J’ai peur, je suis inquièt et je me pose des questions sur les dérives comportementales observées sur les réseaux sociaux. Est-ce la résultante des effets de ces outils sur les utilisateurs ? Ou alors les réseaux sociaux révèlent simplement le devil inside chacun ? Entre la récurrence du déferlement de haine et de violence, l’inexplicable attrait pour les images de violence, de haine et de souffrance, ou encore la fin de la vie privée avec à la clé une exacerbation du besoin de de se montrer en permanence, il est tentant de se demander où tout cela va nous mener.

Cela étant, il y a encore, tout de même, un petit nombre qui se refuse à ces dérives alléchantes en optant pour le refus de spectaculariser sa vie privé ou même de céder aux pulsions  aux bas instincts sur les réseaux sociaux. Cependant, une injonction induite à être sur les réseaux sociaux plane perpétuellement au dessus de notre environnement relationnel.

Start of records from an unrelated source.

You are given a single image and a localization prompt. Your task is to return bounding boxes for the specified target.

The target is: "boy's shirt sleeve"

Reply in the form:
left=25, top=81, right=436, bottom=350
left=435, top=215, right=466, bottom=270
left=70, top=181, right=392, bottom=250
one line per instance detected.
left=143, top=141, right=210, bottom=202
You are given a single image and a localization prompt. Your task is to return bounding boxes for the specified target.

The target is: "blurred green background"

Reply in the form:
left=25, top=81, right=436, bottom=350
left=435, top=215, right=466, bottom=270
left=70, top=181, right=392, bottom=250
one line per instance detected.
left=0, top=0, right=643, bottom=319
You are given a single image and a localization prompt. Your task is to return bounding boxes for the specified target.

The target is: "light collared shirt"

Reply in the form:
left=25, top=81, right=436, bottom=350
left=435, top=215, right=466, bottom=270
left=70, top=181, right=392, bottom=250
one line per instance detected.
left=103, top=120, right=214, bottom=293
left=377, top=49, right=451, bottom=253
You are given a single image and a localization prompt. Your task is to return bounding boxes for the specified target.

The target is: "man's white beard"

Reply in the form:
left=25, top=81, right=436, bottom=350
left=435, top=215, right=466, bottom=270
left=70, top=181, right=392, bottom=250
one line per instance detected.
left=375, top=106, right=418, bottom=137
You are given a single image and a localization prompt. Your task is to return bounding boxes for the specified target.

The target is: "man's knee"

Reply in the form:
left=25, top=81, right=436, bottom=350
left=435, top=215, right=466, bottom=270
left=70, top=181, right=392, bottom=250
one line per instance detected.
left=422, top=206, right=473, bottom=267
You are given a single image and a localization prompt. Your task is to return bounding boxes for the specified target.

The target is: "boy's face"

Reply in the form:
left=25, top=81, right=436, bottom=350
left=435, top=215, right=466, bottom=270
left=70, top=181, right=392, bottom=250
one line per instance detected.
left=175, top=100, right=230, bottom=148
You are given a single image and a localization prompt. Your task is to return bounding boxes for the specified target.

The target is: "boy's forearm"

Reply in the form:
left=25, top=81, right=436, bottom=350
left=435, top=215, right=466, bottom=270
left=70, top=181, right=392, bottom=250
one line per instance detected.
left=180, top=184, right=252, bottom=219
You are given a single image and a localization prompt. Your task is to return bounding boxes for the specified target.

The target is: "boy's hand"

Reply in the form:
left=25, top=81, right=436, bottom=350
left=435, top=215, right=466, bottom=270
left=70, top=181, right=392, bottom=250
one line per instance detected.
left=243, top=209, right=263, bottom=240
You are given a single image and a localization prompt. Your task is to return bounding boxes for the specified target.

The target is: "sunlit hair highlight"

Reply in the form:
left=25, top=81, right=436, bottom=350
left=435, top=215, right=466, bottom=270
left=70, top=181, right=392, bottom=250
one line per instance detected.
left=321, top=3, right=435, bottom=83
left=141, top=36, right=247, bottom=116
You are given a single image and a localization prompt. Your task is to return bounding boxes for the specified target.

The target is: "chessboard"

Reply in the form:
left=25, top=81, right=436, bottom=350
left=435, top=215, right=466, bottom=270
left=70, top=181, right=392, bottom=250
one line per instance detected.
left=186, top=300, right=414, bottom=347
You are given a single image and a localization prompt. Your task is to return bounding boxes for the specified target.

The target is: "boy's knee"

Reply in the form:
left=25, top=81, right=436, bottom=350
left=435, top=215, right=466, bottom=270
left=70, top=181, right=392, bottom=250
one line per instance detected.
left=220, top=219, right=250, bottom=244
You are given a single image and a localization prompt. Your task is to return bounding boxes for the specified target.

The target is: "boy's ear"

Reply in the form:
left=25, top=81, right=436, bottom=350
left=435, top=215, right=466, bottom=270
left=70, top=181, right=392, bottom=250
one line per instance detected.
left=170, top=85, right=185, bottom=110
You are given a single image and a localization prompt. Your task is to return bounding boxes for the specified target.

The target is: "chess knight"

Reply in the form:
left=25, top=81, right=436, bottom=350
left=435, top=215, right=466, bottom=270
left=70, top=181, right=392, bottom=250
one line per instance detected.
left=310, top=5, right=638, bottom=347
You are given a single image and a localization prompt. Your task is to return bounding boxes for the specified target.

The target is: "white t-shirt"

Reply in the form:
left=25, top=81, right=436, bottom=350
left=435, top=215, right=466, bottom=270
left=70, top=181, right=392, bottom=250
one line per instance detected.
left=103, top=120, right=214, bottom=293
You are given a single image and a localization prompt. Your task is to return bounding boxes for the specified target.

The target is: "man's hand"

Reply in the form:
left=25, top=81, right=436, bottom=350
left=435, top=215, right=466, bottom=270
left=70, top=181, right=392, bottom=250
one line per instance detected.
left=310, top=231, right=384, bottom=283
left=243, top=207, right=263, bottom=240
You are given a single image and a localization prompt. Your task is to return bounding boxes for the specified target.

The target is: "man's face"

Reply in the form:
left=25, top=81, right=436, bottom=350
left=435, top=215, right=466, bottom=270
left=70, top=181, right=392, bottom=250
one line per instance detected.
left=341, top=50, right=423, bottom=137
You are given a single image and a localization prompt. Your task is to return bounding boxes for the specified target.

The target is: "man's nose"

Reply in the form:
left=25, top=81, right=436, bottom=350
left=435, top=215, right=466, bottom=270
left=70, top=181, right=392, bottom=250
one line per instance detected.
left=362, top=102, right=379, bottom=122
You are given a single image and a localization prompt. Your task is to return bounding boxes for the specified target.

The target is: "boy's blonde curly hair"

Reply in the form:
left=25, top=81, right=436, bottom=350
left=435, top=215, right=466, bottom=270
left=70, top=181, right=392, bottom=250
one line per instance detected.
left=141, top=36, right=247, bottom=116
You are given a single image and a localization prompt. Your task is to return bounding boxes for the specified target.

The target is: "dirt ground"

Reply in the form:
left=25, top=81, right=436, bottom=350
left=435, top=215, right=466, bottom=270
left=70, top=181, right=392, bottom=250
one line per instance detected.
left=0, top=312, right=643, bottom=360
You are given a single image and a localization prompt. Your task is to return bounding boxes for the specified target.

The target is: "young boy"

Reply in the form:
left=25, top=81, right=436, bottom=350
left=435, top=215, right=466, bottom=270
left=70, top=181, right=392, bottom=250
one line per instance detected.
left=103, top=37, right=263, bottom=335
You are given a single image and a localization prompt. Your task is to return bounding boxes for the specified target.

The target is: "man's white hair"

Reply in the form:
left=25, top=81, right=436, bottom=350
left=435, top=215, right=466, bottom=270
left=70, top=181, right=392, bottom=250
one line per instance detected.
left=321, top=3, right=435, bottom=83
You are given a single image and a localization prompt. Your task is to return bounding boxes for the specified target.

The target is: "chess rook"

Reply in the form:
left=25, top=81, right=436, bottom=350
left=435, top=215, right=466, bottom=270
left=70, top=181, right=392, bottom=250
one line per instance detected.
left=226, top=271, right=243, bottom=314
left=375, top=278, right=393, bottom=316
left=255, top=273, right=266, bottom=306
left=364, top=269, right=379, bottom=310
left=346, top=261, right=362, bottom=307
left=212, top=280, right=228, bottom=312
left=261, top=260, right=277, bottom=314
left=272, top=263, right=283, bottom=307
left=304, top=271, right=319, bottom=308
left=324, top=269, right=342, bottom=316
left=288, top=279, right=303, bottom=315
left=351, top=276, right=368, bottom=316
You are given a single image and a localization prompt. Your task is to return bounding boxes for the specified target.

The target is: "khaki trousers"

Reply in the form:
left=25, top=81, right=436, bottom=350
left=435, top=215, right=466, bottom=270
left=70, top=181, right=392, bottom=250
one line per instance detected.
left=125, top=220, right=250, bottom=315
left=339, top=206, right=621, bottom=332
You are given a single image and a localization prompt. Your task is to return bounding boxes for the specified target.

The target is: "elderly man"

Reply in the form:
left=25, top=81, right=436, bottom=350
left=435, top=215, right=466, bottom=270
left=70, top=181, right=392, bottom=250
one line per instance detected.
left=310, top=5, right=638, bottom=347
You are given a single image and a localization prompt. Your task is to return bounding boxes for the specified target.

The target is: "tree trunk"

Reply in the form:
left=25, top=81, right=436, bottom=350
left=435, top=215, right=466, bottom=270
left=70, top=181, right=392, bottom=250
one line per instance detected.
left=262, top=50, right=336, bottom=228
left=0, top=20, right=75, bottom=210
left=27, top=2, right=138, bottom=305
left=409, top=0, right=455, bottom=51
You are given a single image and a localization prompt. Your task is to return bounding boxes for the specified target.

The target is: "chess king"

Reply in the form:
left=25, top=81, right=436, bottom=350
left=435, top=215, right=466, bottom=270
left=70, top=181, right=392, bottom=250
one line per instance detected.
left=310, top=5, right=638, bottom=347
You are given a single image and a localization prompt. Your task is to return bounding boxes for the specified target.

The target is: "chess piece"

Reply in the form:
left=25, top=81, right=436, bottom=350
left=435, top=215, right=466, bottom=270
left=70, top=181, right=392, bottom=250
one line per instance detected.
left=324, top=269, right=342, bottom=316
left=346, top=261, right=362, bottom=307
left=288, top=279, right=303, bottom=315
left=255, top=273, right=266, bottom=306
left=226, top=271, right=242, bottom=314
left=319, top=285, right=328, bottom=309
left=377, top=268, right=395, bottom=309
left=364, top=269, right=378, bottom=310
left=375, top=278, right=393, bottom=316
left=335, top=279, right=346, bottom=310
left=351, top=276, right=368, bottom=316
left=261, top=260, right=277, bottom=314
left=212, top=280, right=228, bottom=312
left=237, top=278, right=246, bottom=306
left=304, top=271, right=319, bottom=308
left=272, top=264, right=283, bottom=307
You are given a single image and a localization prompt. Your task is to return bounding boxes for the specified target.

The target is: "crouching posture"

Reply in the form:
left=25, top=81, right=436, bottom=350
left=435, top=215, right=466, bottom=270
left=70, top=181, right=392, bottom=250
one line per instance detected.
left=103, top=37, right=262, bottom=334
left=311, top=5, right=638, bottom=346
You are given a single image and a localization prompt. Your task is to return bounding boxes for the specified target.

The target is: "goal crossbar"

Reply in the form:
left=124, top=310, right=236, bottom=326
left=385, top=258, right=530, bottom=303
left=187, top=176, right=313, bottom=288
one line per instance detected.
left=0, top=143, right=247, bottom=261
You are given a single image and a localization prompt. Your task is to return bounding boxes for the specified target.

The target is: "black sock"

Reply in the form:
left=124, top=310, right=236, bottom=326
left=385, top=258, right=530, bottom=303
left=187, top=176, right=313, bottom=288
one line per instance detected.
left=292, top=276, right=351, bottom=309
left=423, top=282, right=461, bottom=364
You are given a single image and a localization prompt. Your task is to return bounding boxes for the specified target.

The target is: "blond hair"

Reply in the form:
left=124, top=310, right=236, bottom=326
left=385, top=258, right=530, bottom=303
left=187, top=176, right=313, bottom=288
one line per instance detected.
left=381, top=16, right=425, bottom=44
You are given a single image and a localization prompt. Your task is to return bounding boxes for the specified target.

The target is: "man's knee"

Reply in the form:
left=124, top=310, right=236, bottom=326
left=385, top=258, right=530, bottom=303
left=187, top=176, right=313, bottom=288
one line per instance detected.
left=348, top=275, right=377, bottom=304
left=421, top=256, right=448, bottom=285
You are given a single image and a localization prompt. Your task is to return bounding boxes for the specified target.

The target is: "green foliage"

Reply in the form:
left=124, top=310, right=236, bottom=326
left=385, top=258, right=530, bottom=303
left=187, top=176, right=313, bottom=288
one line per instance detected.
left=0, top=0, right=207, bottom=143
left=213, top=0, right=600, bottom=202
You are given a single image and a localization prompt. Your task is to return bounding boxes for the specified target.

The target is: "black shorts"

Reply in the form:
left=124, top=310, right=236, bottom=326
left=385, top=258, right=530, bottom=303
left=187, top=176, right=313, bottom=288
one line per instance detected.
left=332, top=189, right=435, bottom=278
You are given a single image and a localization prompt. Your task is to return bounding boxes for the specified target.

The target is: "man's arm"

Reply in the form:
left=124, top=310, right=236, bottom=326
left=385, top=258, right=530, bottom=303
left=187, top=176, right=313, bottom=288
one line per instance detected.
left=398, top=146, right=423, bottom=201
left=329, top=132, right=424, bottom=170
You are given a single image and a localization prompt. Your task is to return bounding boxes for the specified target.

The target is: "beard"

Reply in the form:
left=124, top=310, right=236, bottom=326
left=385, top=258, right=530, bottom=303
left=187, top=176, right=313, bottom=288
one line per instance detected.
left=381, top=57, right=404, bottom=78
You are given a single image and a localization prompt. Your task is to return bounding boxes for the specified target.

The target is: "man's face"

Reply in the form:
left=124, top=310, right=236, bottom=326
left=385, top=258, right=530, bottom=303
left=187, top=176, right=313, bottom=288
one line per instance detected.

Finalement, les réseaux sociaux ont, semble-t-il, été pensés pour rapprocher et sociabiliser les gens par une communication plus rapide, exempt de barrières géographiques. Mais j’ai juste l’impression qu’on assiste à tout le contraire : les rencontres physiques sont substituées aux échanges vidéos, chacun a désormais les yeux rivés sur son écran, plus intéressé par ce qui se passe ailleurs qu’autour de soi. La construction identitaire semble se faire de plus en plus via les réseaux sociaux, au risque d’une coupure avec le monde réel.

Finalement, le projet initial de création du lien proposé par les réseaux sociaux est-il une réussite ? Dans un contexte où  la solitude n’a jamais atteint des records aussi élevé ?…

Ce n’est que mon point de vue, certainement biaisé par mes inquiétudes (fondées ou pas) au sujet de l’évolution sociotechnique, notamment le cas des réseaux sociaux.